Скажем также, что нет нужды подробно описывать чувства Дафниш, ибо переживания путешественников во времени хорошо известны читателю по другим сказаниям и легендам. Отметим только одно: она примирилась с эффектом Морфейла. Время выбросило Дафниш в самодовольную цивилизацию на милость людей, воспринявших ее всего лишь как экзотическое забавное существо. Она пыталась постоять за себя, но ее внутренний мир не находил понимания у купавшихся в роскоши наследников безмерных богатств, накопленных человечеством. Для обитателей Края Времени горе являлось простым жеманством, а смятение — стародавним понятием, смысл которого был безвозвратно утерян. Они уделяли Дафниш внимание, пока находили ее забавной, а привыкнув, почти не замечали ее, находя новые развлечения. Обитатели Края Времени даже не подозревали о том, что поступают жестоко. Они беспечно забавлялись несчастными существами, заброшенными в их мир, уподобляясь наевшемуся коту, играющему с пойманной мышью. Страдание им было неведомо, а те, кто выдавал себя за страдальцев, на самом деле лишь рисовались.

Дафниш было не до притворства. Она страдала по-настоящему, хотя не смела признаться в этом даже себе. Более всего ее беспокоила судьба сына. В Арматьюсе регулировали рождаемость, и Дафниш полжизни зарабатывала на право иметь ребенка. Шестьдесят лет она мечтала о том, чтобы скорее наступило время, когда сына возведут в статус взрослого и он займет ее место. Забирая его в опасное путешествие, она искренне полагала, что поможет Снафлзу отличиться и тем самым приблизит это событие. Однако все пошло прахом. Ее планы оказались разрушенными, а служить чуждому ей мирку она не хотела, да и хорошо понимала, что в ее услугах попросту не нуждаются. Поселившись во дворце Лорда Джеггеда Канари, она то впадала в отчаяние, то строила планы бегства, оставаясь неизменной в одном: отвергала любые соблазны, следуя своим моральным устоям. Поблажки делала только сыну, допуская приемлемую вольность в одежде и разборчивость за столом. Временами Дафниш забирала с собой ребенка и отправлялась с ним на прогулку. Они знакомились миром, напоминавшим пустынные ландшафты Земли из их далекого прошлого. Кое-где они натыкались на полувозведенные заброшенные постройки, следы незавершенных проектов обитателей Края Времени. И хотя кругом царили хаос и запустение, Дафниш с удовольствием созерцала окрестности, теперь находя их достаточно привлекательными.
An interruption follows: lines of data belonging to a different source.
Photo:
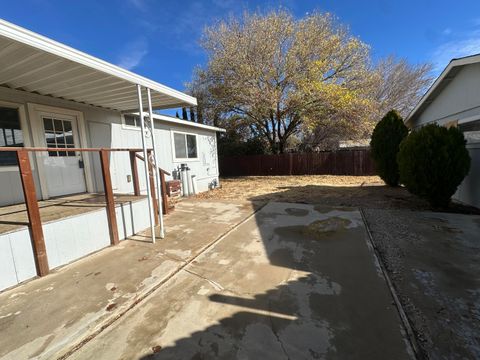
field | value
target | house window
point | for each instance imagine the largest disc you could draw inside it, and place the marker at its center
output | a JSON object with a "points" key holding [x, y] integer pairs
{"points": [[133, 120], [10, 134], [185, 145], [59, 134]]}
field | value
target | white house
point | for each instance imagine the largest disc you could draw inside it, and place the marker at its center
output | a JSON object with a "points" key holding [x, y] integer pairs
{"points": [[53, 96], [454, 100]]}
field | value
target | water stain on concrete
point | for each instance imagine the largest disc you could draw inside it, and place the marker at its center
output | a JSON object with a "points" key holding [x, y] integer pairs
{"points": [[296, 212], [317, 230]]}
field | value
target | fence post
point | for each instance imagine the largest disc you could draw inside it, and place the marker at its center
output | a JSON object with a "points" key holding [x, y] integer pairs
{"points": [[133, 165], [151, 175], [164, 192], [109, 200], [35, 222]]}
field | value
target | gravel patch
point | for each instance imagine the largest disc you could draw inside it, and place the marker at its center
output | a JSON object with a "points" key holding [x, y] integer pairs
{"points": [[433, 261]]}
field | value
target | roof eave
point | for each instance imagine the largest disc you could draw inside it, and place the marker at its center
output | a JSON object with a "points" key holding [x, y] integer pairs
{"points": [[43, 43]]}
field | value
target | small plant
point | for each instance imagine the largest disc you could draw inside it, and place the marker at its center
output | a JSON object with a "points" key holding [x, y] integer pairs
{"points": [[386, 138], [433, 161]]}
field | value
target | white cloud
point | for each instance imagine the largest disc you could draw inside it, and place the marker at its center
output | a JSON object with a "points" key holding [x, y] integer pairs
{"points": [[139, 4], [465, 45], [133, 53]]}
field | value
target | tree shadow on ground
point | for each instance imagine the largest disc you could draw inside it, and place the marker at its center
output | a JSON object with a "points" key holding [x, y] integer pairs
{"points": [[333, 303]]}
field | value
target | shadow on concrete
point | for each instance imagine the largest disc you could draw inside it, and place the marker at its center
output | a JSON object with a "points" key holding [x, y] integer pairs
{"points": [[334, 302]]}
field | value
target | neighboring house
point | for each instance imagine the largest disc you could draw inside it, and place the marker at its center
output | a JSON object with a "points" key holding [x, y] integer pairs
{"points": [[54, 96], [454, 100]]}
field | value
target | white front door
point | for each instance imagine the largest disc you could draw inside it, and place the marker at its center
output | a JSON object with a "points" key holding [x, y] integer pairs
{"points": [[64, 171]]}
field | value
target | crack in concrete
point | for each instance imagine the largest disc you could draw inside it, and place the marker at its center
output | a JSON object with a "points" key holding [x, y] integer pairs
{"points": [[274, 331], [148, 293], [216, 285]]}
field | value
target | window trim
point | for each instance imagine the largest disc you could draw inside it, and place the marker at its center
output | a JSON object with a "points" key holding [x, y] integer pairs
{"points": [[129, 127], [25, 132], [182, 160]]}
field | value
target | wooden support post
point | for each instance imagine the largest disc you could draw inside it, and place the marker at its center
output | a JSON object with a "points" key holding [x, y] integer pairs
{"points": [[109, 200], [151, 175], [164, 192], [35, 223], [133, 164]]}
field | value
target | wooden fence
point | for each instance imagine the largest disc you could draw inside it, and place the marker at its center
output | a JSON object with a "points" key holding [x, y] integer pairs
{"points": [[341, 162]]}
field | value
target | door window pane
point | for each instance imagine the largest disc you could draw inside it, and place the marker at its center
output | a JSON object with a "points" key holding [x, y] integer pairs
{"points": [[192, 146], [180, 146], [10, 134]]}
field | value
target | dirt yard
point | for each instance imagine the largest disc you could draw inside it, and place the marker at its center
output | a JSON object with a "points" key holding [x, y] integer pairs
{"points": [[423, 249], [356, 191]]}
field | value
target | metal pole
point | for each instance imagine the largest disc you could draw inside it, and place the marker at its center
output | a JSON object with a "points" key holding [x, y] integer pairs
{"points": [[145, 163], [155, 159]]}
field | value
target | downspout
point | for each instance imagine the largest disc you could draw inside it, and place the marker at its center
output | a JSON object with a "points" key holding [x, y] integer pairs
{"points": [[145, 163], [155, 159]]}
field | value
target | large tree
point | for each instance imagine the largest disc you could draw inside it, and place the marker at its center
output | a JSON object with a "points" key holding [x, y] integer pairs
{"points": [[283, 75]]}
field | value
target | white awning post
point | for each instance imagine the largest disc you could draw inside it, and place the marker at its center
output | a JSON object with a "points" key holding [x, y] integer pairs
{"points": [[145, 162], [156, 165]]}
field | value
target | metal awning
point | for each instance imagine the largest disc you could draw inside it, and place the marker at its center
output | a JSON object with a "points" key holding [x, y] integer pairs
{"points": [[34, 63]]}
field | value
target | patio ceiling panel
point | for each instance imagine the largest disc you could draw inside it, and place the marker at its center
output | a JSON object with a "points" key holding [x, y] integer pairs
{"points": [[34, 63]]}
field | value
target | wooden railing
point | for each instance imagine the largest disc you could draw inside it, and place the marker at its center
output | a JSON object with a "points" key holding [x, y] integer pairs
{"points": [[31, 202]]}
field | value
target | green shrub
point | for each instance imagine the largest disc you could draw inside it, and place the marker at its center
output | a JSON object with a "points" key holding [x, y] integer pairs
{"points": [[386, 138], [433, 161]]}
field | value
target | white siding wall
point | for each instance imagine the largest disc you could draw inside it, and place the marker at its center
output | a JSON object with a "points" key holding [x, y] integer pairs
{"points": [[460, 99], [104, 128]]}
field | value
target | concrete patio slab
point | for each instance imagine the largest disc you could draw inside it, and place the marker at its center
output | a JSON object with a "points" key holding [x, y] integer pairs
{"points": [[293, 282], [45, 317]]}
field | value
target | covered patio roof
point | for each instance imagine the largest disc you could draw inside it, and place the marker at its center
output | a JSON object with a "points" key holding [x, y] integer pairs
{"points": [[34, 63]]}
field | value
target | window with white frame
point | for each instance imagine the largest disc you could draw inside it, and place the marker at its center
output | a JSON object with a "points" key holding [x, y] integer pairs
{"points": [[11, 134], [185, 145], [131, 120]]}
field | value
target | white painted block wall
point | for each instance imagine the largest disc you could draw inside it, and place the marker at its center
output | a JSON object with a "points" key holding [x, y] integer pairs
{"points": [[67, 240]]}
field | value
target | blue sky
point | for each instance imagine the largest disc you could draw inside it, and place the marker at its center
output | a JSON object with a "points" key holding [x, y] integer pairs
{"points": [[159, 39]]}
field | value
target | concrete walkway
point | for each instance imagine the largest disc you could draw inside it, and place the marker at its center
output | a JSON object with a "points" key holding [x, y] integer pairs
{"points": [[46, 317], [293, 282]]}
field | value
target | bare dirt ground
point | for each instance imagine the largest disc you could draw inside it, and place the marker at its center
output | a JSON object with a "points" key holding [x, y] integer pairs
{"points": [[433, 268], [356, 191]]}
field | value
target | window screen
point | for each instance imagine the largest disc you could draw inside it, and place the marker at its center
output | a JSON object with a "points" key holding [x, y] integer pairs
{"points": [[59, 134], [132, 120], [10, 134], [180, 146], [192, 146], [185, 146]]}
Во время таких прогулок Дафниш отдыхала душой. Снафлз лазал по осыпавшимся горам, оглашая воздух восхищенными криками при каждом новом открытии, а она сидела на камне и смотрела на блеклые облака, прислушиваясь к жалобным стонам ветра. В такие минуты ей представлялось, что жизнь на планете только что зародилась, а она самая первая, может даже единственная ее обитательница. В Арматьюсе Дафниш и часа не оставалась одна, наедине со своими мыслями, а здесь неожиданно поняла, что одиночество — то самое состояние, к которому она потаенно стремилась. Ей даже казалось, что она отправилась в путешествие лишь для того, чтобы очутиться среди холодного спокойствия безжизненной планеты. Затем она вспоминала о сыне, Снафлз то карабкался в гору, то забирался на невысокий утес, го скатывался по склону, чтобы тут же полезть обратно. Дафниш ловила себя на мысли, что рискнула жизнью ребенка в поисках одиночества, винилась и давала в душе зарок, что не станет впредь подвергать сына опасности ради собственных интересов.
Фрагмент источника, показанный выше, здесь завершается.